Notwendig wird die neue Fernwärmestation durch die Abschaltung des E.ON-Kraftwerkes Knepper an der Stadtgrenze zu Dortmund zum Jahresende 2014. Der einzige noch in Betrieb befindliche Block C des Kraftwerks, der bislang auch die Fernwärme für Castrop-Rauxel lieferte, lässt sich unter den aktuellen Rahmenbedingungen nicht mehr wirtschaftlich betreiben. Mit dem Bau der neuen Fernwärmestation und der Bereitstellung von Wärme aus den Produktionsprozessen von RÜTGERS ist es gelungen, eine neue, innovative und zuverlässige Lösung für die Bereitstellung von Wärme im 18 Kilometer langen Rohrleitungsnetz zu finden.

"E.ON geht mit der Inbetriebnahme der Fernwärmestation in Castrop-Rauxel einen zukunftsweisenden Weg", sagte Fritz Henjes, Geschäftsführer der E.ON Fernwärme, anlässlich der Inbetriebnahme. "In diesem Pilotprojekt verwenden wir bisher ungenutzten Dampf aus Produktionsprozessen für die Sicherung der Fernwärmeversorgung und schonen dadurch die Umwelt. Abwärme aus der Industrie wird bei E.ON für die Fernwärmeversorgung in Zukunft immer mehr an Bedeutung gewinnen."

"Die Grundfläche eines Einfamilienhauses reicht wie in Castrop-Rauxel aus, um produktionsbedingt vorhandene Wärmeenergie in die Wohnzimmer der Einwohner umzuleiten, denn das ist die Aufgabe einer Fernwärmestation. Dass sich daraus ein zusätzliches Geschäftsmodell für die Betreiber solcher Industrieanlagen ergibt, liegt auf der Hand, denn die Wärme wird verkauft", sagte Peter Gautsch, Geschäftsführer der PEWO Energietechnik. "Wenn ein Spezialist wie die E.ON Fernwärme GmbH gemeinsam mit einem Chemiekonzern ein solches Projekt realisiert, ist das durchaus ein Signal an Politik und Wirtschaft. Es erscheint nahezu unverständlich, dass in der großen Energiewende an Wärmeauskopplung aus vorhandenen Industrieprozessen nicht ausreichend gedacht wurde. Das gesamte Thema Wärmeverteilung kommt gegenüber der Erzeugung und der Wärmedämmung von Gebäuden noch zu kurz. PEWO ist als Technologiepartner unabhängig vom Energieträger in der Lage, Kunden in der Wohnungs- und Energiewirtschaft dabei zu helfen, solche Wärmelösungen voranzutreiben", so Gautsch weiter.

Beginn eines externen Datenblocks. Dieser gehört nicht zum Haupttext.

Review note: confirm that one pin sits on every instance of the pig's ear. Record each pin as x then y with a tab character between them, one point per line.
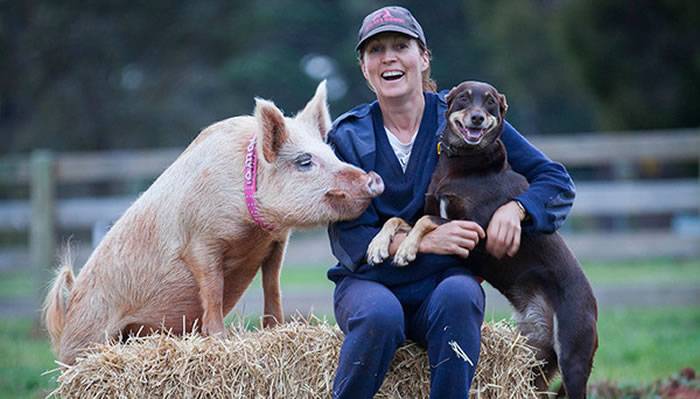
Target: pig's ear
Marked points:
502	103
316	111
273	131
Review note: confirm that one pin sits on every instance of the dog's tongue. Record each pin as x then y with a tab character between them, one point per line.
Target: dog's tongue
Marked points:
474	134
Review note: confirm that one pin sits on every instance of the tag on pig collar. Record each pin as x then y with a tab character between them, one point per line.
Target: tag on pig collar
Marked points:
250	174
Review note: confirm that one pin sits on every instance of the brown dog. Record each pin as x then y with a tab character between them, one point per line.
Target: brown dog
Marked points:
191	244
554	304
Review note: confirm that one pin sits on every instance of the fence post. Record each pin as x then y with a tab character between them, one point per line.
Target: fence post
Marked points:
42	240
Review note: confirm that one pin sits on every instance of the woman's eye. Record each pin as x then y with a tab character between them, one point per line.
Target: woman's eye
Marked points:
304	162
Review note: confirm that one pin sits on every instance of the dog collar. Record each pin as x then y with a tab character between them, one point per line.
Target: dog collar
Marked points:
250	173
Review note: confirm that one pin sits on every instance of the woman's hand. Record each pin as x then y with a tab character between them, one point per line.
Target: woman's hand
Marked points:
504	230
457	237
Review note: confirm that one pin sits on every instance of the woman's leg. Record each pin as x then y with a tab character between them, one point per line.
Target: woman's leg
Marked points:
372	319
448	323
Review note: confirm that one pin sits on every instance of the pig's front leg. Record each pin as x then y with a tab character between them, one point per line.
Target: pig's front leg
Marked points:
271	268
409	247
378	249
204	261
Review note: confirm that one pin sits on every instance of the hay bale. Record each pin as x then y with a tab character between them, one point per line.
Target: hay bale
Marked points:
293	360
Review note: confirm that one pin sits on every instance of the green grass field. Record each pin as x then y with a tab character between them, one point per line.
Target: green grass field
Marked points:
637	346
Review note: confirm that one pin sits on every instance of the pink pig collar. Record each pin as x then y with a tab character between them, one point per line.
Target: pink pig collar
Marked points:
250	171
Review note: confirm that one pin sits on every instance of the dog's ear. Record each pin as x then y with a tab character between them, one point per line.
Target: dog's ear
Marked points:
273	131
503	104
316	111
451	95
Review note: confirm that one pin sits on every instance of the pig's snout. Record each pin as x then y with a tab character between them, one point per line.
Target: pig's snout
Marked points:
375	186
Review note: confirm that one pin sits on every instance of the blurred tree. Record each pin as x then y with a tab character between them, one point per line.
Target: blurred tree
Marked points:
522	59
640	60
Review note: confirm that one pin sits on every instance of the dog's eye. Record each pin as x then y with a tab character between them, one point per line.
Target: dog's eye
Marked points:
304	162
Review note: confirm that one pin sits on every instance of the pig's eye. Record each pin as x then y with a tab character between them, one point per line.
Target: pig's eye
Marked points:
304	162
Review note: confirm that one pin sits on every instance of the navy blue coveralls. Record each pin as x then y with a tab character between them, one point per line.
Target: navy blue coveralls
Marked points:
434	301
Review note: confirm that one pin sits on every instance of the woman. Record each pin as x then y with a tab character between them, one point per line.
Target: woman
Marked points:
434	301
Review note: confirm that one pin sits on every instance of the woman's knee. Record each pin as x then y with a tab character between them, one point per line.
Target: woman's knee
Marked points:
383	320
459	294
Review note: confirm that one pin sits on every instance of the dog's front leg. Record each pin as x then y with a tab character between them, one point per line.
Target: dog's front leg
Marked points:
271	268
378	248
409	247
204	261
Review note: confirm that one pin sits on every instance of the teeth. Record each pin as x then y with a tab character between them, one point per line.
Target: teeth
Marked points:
392	74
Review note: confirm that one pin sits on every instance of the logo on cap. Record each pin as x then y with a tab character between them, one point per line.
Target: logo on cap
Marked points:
384	17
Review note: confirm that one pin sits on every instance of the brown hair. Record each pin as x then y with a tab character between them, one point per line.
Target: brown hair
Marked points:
429	84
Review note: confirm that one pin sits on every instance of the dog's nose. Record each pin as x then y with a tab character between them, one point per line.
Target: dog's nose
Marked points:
477	119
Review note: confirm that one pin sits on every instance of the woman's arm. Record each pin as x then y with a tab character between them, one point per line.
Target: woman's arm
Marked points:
542	208
551	194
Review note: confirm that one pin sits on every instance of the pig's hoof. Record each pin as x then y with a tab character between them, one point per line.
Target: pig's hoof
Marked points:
378	250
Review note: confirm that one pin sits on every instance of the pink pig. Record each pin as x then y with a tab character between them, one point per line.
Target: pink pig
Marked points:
191	244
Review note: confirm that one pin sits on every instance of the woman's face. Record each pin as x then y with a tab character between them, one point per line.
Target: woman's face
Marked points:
393	65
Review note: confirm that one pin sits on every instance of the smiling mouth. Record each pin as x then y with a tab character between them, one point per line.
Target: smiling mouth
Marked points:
392	75
471	135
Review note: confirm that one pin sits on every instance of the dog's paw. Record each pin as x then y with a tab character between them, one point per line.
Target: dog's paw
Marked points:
405	254
378	249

"Die Zusammenarbeit mit EON Fernwärme ist eine echte Win-Win-Situation am Standort Castrop-Rauxel. EON kann wegfallende Kraftwerkskapazitäten dezentral auffangen und damit neue Wege der Energiegewinnung beschreiten und RÜTGERS ergreift die Möglichkeit ungenutzte Prozessenergie zu verkaufen", sagte Markus Jirmann, Geschäftsführer der RÜTGERS Infratec.